Without the control, you don’t know whether it’s the breast milk that’s behind the benefits or what researchers call “confounders.”
“Things like mother’s education and family income, the race of the infant,” said Cynthia Colen, a population-health researcher at Ohio State University. She said scientists try to control for such differences.
To minimize their effects, her team looked for sibling pairs, where one child was breast-fed and the other wasn’t. They found nearly 1,800 cases.
“What we found is that the protective effects of breastfeeding really went away,” Colen said. There was no real difference between breast and formula-fed when the kids were in the same family.
Social epidemiologist Michael Kramer has been working on a massive breastfeeding study in Eastern Europe.
Known as the PROBIT study, researchers randomized 31 hospitals. At some, they implemented Baby-Friendly protocols; the others, they left alone.
Initial breastfeeding rates were already high, but at the Baby-Friendly hospitals, exclusive breastfeeding continued at seven times the rate of the control hospitals. More moms were breastfeeding and for much longer.
The study continued for two decades, tracking these babies as they became teenagers.
Here’s what it found — or, rather, what it didn’t find.
“We did not find any protective effect against obesity. We found no protective effect against allergic disease,” said Kramer. “We found no protective effect against high blood pressure or any … metabolic indicators which might be considered as precursors of type 2 diabetes.”

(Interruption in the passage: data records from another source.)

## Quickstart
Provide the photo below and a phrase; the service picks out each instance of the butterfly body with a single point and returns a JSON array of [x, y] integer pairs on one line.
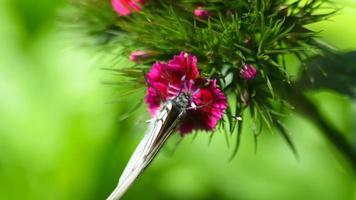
[[166, 122]]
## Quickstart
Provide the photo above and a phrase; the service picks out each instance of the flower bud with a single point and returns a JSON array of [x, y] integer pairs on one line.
[[137, 56], [201, 13], [248, 72], [127, 7]]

So what explains the benefits all the other studies found? Well, no one knows for sure.
But both researchers say something else must be at play when it comes to breastfeeding that isn’t understood yet. Maybe something more than what’s in the milk.

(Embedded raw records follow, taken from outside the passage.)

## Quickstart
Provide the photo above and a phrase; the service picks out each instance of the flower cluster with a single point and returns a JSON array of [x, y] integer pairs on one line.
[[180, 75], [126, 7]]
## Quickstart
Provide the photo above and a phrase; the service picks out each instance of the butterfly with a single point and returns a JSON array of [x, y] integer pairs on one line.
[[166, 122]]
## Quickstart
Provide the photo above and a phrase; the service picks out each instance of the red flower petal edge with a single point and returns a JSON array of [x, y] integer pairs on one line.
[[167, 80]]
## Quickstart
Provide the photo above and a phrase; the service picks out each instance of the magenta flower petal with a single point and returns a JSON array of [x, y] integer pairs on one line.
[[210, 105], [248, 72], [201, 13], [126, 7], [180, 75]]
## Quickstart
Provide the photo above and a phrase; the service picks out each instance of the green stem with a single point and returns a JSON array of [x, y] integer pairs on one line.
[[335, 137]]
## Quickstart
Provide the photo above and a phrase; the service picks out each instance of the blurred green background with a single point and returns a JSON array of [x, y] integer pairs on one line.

Every mother interviewed for this story, even those opposed to Baby-Friendly, had one thing in common: All of them breastfed.
Whether they believed breast milk was magic or only marginally better than formula, they said they breastfed because they wanted to provide the absolute best for their babies.
One mother, the one who didn’t want her name used, said that didn’t mean she wasn’t going to use formula here and there.
“One of the nurse practitioners at the OB-GYN’s said to me, ‘Formula-fed babies go to college, too,’ ” she said. “So, you know, I’m alright with it.”